Birilerinin Türkiye’nin son 15 yılını anlamamakta ısrar ettiğini vurgulayan Yıldırım, sözlerini şöyle sürdürdü:
“Terör tehdidiyle gazete manşetleriyle ekonomik kriz söylentileriyle Türkiye’ye diz çöktüreceklerini sanıyorlar. Türkiye Cumhuriyeti’ne bu iftiraları atanlar, yüzümüze kara çalmaya çalışanlar için Ankara’dan, İstanbul’dan atılan her adım kaosa, kargaşaya, darbeye çanak tutmaktır. Bunun başka izahı yoktur. İnsanlarımız günü geldiğinde demokrasi içinde tabii ki kendilerini ifade edecektir ancak Türkiye bir hukuk devletidir. Hukuk devletinde olması gereken hukuka saygıdır, yargının kararlarını kabul etmektir.”
Yıldırım, 15 Temmuz’da devlet ve milletin el ele, gönül gönüle darbecilere meydanları, havalimanlarını, sokakları dar ettiğini hatırlattı.
Doğu ve Güneydoğu Anadolu illerindeki yatırımlara ve kalkınma hamlesine de değinen Yıldırım, şöyle konuştu:
“Diyarbakır’da bölge insanının geleceğini karartmak isteyenlere karşı buradaki bütün vatandaşlarımızla omuz omuza, beraber olduk. İşte Diyarbakır, yeni belediyesiyle yeni çehresiyle insanı ve hizmeti odak alan yöneticileriyle modern altyapıya, nitelikli üstyapıya ve yeni yeni yatırımlara şahit oluyor. Sadece Diyarbakır değil 23 ilimizi kapsayan cazibe merkezleri programlarımıza Doğu ve Güneydoğu Anadolu illerimizi bölgesel bir kalkınma hamlesine hazırlıyoruz. Birileri kan ve gözyaşı siyaseti pazarlarken biz hükümet olarak gençlerimize, insanlarımıza aş ve iş temin etmek için gece gündüz çalışıp, on binlerce kişiye geçim kaynağı, yatırımcıya, girişimciye teşvik için kolları sıvadık. Diyarbakırlı gençlerimizin eline molotofkokteyli, el yapımı patlayıcılar verenlerle mücadele ediyor, o yavrularımızın kollarına bir altın bilezik takmanın gayretini gösteriyoruz. Artık gençlerimiz istedikleri alanda mesleki eğitimlerini tamamlayıp meslek sahibi olsun hem kendi gelecekleri hem de ülkenin geleceği için güzel çalışmalar yapsın istiyoruz.”

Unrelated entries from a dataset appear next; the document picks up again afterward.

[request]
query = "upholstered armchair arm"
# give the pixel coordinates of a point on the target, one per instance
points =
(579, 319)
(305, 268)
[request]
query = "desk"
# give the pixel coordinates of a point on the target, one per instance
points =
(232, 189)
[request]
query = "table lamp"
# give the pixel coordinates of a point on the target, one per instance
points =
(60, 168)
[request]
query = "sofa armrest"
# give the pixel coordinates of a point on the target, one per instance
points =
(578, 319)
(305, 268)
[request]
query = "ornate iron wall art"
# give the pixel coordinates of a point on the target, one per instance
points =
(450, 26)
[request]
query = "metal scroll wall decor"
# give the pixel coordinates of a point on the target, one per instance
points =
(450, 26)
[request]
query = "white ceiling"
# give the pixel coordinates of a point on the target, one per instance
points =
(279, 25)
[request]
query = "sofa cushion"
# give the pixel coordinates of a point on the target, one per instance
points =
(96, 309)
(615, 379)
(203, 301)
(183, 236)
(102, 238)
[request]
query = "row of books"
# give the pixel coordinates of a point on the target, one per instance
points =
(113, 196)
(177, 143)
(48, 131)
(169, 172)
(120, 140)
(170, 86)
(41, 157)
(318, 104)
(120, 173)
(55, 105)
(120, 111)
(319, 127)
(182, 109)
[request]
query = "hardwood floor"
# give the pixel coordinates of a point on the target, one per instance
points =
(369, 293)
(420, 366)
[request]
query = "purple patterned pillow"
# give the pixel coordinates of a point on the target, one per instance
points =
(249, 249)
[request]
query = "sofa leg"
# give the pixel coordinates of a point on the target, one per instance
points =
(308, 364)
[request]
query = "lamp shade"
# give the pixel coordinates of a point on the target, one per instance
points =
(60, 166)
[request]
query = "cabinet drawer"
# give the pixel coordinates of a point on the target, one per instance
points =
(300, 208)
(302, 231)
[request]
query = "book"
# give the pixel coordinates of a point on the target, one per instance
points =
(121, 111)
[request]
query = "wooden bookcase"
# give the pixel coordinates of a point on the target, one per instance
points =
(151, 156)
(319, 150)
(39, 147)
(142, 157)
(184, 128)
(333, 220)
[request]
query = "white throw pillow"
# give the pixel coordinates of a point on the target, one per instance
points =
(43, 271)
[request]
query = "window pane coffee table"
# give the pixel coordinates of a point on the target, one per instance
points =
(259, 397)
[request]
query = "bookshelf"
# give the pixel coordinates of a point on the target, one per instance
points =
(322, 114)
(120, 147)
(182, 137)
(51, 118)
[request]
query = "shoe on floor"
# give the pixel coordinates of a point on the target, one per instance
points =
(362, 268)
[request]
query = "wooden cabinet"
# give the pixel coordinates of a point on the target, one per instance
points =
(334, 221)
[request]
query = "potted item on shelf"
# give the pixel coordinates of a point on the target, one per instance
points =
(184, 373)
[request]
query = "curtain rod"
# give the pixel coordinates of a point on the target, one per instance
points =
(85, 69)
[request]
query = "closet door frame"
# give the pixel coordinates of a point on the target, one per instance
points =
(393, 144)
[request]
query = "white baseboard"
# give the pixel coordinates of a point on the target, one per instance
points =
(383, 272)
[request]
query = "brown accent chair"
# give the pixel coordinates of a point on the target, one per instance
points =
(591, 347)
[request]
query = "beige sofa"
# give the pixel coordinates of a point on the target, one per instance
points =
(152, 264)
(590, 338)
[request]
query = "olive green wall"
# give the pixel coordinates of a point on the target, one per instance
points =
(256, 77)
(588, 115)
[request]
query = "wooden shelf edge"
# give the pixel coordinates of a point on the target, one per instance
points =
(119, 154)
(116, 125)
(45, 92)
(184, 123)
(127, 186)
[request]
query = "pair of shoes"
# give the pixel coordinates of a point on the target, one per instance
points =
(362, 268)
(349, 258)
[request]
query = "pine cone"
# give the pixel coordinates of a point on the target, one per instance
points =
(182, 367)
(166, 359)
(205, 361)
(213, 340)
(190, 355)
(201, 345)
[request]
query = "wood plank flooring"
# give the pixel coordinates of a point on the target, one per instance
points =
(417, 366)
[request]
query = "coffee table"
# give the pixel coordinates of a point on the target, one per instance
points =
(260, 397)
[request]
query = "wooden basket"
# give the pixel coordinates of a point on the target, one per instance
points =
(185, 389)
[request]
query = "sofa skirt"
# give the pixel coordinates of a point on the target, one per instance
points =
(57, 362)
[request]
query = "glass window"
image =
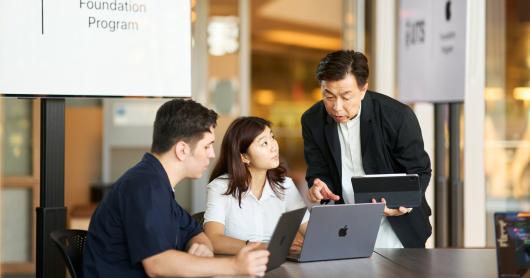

“Nöbetinizi namusunuz, görevinizi şerefiniz bildiniz”
Artık esnafın zorla kepenkleri kapattırılan bir korku şehrinde yaşamayacağını belirten Yıldırım, şu ifadeleri kullandı:
“Enerjimizi gençlerimizin geleceği, ailelerimizin huzuru, vatandaşımızın güvenliği için sarf ediyoruz. Bu gayretimizde bize paydaş olan bütün güvenlik güçlerimiz, polisimiz, jandarmamız, subayımız, astsubayımız, erbaş ve erlerimiz, korucumuz, bütün güvenlik güçlerimize milletim adına teşekkür ediyorum. Sizler vatanın hangi sathında olursa olsun nöbetinizi namusunuz, görevinizi şerefiniz bildiniz ve bu bilinçle bu aziz toprakları koruyorsunuz. Allah hepinizden razı olsun.”
Programda, Diyarbakır’ın Dürümlü mezrasında geçen yıl mayıs ayında PKK’lı teröristlerin 15 ton patlayıcı yüklü kamyonu infilak ettirmesi sonucu yaşamını yitirenlerin ailelerinin de yer aldığı öğrenildi.